Die Regierungskoalition ist indessen bemüht darum, die Einigung nicht wie eine Niederlage aussehen zu lassen. Unionsfraktionschef Volker Kauder sagte: "Ich lasse mich auf Triumphgeheul, wer sich gegen wen durchgesetzt hat, nicht ein. Das Entscheidende ist, dass wir die richtigen Antworten auf die Finanzmärkte geben." Er plädiere dafür, "parteipolitische Interessen zurückzustellen. Wir haben alle miteinander das Interesse, den Euro zu stabilisieren. Das ist das, was wir jetzt geschafft haben."

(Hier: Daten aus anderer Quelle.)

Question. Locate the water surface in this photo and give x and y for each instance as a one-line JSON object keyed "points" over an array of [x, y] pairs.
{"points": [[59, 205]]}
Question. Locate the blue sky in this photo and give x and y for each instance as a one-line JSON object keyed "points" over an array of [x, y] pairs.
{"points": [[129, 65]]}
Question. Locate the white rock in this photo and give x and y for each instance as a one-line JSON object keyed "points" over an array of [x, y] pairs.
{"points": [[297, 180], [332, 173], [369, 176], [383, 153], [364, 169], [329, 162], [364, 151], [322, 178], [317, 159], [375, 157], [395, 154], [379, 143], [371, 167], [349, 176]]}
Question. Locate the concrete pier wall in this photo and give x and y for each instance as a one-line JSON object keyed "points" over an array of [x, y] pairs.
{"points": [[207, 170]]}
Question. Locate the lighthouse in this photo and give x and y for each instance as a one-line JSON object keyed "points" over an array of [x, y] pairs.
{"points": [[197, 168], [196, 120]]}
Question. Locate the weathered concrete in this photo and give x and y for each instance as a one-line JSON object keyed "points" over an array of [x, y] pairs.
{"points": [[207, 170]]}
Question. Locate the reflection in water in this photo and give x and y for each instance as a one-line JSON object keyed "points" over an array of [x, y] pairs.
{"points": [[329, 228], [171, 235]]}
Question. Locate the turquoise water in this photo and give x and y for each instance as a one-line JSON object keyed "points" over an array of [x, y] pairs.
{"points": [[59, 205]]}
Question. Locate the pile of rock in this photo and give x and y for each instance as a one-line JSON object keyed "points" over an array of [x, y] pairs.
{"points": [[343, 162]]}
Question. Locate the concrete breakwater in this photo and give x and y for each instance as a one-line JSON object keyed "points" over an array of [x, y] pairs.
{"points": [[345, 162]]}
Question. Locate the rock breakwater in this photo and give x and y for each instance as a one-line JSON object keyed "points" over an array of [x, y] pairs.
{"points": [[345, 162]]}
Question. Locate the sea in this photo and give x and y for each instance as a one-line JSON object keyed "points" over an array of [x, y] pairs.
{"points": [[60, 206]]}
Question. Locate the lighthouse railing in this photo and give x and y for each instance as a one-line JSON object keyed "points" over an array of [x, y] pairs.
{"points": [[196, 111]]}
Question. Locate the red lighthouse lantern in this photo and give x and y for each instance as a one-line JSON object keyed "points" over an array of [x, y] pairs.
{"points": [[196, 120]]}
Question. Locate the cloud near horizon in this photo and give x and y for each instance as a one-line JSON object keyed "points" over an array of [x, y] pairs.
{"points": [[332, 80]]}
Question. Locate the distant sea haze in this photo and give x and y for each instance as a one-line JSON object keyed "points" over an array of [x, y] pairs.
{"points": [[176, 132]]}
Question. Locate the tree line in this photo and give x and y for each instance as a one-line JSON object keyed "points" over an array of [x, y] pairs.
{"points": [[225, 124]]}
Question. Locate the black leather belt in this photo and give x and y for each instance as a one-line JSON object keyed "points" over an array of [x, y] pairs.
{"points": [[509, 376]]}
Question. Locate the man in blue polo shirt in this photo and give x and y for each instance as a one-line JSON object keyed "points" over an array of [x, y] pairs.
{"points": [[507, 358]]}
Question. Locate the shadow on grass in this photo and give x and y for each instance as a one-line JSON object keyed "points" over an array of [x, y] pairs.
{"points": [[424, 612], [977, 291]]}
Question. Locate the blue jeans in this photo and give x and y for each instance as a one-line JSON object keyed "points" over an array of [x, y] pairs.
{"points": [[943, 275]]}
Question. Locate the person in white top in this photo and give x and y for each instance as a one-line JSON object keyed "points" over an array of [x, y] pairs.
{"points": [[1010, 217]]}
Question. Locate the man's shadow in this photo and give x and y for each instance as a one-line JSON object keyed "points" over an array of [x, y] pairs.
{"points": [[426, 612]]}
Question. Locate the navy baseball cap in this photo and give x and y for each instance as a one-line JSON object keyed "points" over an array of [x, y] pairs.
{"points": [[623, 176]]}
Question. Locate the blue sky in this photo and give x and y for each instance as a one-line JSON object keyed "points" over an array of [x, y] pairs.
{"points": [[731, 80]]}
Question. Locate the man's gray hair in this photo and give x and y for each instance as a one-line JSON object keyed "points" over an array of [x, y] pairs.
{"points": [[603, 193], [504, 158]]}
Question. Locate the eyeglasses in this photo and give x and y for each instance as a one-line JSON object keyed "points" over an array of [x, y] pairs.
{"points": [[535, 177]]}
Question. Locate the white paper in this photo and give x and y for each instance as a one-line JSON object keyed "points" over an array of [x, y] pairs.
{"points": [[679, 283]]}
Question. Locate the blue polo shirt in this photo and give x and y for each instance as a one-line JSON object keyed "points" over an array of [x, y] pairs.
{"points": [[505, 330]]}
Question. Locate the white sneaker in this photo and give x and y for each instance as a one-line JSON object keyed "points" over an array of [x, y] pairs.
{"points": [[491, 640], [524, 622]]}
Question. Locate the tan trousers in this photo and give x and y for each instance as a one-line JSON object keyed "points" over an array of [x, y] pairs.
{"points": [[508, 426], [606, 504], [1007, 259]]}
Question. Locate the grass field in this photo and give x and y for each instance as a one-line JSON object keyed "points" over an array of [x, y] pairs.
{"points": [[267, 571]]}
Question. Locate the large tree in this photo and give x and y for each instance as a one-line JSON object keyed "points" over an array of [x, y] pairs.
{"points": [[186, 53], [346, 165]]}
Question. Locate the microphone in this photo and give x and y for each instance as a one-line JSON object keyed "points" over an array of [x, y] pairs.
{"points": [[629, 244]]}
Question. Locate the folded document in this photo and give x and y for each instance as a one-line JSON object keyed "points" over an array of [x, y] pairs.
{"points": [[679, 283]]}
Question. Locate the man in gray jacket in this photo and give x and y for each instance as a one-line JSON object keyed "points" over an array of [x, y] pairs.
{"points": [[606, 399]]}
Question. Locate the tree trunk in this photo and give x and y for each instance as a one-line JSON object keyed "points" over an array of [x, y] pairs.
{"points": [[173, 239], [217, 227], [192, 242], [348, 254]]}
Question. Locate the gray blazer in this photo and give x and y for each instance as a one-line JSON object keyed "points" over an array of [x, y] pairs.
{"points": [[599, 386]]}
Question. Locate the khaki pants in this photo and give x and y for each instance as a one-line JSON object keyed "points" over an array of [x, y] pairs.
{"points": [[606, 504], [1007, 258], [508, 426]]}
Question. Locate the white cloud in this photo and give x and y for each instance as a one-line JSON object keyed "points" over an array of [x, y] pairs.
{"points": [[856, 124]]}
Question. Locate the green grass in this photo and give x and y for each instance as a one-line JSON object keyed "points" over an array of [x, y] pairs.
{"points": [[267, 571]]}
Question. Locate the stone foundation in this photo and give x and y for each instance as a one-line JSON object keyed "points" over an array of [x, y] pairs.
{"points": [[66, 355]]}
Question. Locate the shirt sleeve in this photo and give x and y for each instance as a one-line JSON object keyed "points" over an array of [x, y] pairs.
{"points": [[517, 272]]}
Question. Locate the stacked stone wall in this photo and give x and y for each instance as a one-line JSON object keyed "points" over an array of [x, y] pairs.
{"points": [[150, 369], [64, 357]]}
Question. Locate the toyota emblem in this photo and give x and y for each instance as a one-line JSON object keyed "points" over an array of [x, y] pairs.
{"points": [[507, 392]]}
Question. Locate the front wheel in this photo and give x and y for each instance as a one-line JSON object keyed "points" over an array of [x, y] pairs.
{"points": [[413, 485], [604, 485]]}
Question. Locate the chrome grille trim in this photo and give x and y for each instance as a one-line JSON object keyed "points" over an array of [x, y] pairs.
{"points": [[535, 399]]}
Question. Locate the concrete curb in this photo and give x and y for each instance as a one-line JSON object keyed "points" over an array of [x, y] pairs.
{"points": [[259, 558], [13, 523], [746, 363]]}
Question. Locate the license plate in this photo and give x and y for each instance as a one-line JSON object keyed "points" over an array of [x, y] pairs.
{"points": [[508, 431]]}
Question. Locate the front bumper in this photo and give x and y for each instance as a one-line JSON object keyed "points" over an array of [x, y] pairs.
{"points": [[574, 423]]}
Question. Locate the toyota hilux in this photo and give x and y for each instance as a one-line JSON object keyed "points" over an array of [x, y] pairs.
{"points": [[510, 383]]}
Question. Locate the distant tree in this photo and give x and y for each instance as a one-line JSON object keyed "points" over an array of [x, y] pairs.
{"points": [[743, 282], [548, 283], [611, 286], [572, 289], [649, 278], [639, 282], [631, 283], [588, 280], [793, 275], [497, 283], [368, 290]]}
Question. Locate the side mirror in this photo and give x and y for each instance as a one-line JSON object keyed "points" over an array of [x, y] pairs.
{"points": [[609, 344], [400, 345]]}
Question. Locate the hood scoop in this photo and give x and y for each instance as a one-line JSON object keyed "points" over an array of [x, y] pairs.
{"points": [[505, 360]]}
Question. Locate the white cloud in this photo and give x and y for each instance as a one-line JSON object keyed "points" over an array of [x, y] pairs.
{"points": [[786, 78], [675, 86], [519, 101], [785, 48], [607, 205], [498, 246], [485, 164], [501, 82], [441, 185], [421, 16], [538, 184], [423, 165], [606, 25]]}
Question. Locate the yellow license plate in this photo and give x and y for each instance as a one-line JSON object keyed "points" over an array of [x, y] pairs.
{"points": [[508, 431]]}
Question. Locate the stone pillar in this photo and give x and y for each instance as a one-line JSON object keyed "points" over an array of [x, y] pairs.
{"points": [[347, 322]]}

Mit der Einigung geht ein wochenlanges Tauziehen zu Ende. Im Kanzleramt hatten Regierung und Opposition nun ein vorerst letzte Mal über die Bedingungen für eine Zustimmung verhandelt. Erste Details der Einigung sind bereits bekannt. In einem Entwurf für ein gemeinsames Papier von Regierung und den Fraktionen des Bundestags verpflichtet sich Schwarz-Gelb auf eine rasche Einführung einer Finanzmarksteuer in Europa. Das Gesetzgebungsverfahren auf europäischer Ebene dazu solle "möglichst bis Ende des Jahres 2012 abgeschlossen werden" können.
Des Weiteren enthält das Papier auch Vereinbarungen für Wachstumsimpulse, zusätzliche Investitionen und Arbeitsplätze in Europa. Kanzlerin Merkel läuft die Zeit davon. Erklärtes Ziel von Schwarz-Gelb ist es, den europäischen Fiskalpakt und den permanenten Euro-Rettungsschirm ESM noch vor dem nächsten EU-Gipfel durch die Parlamente zu bringen. Schließlich will man den anderen Europäern zeigen, dass Deutschland beim Sparen vorangeht. Das heißt: Bis zum 29. Juni sollen Bundestag wie Bundesrat die Verträge ratifiziert haben, damit sie zum 1. Juli rechtskräftig werden können.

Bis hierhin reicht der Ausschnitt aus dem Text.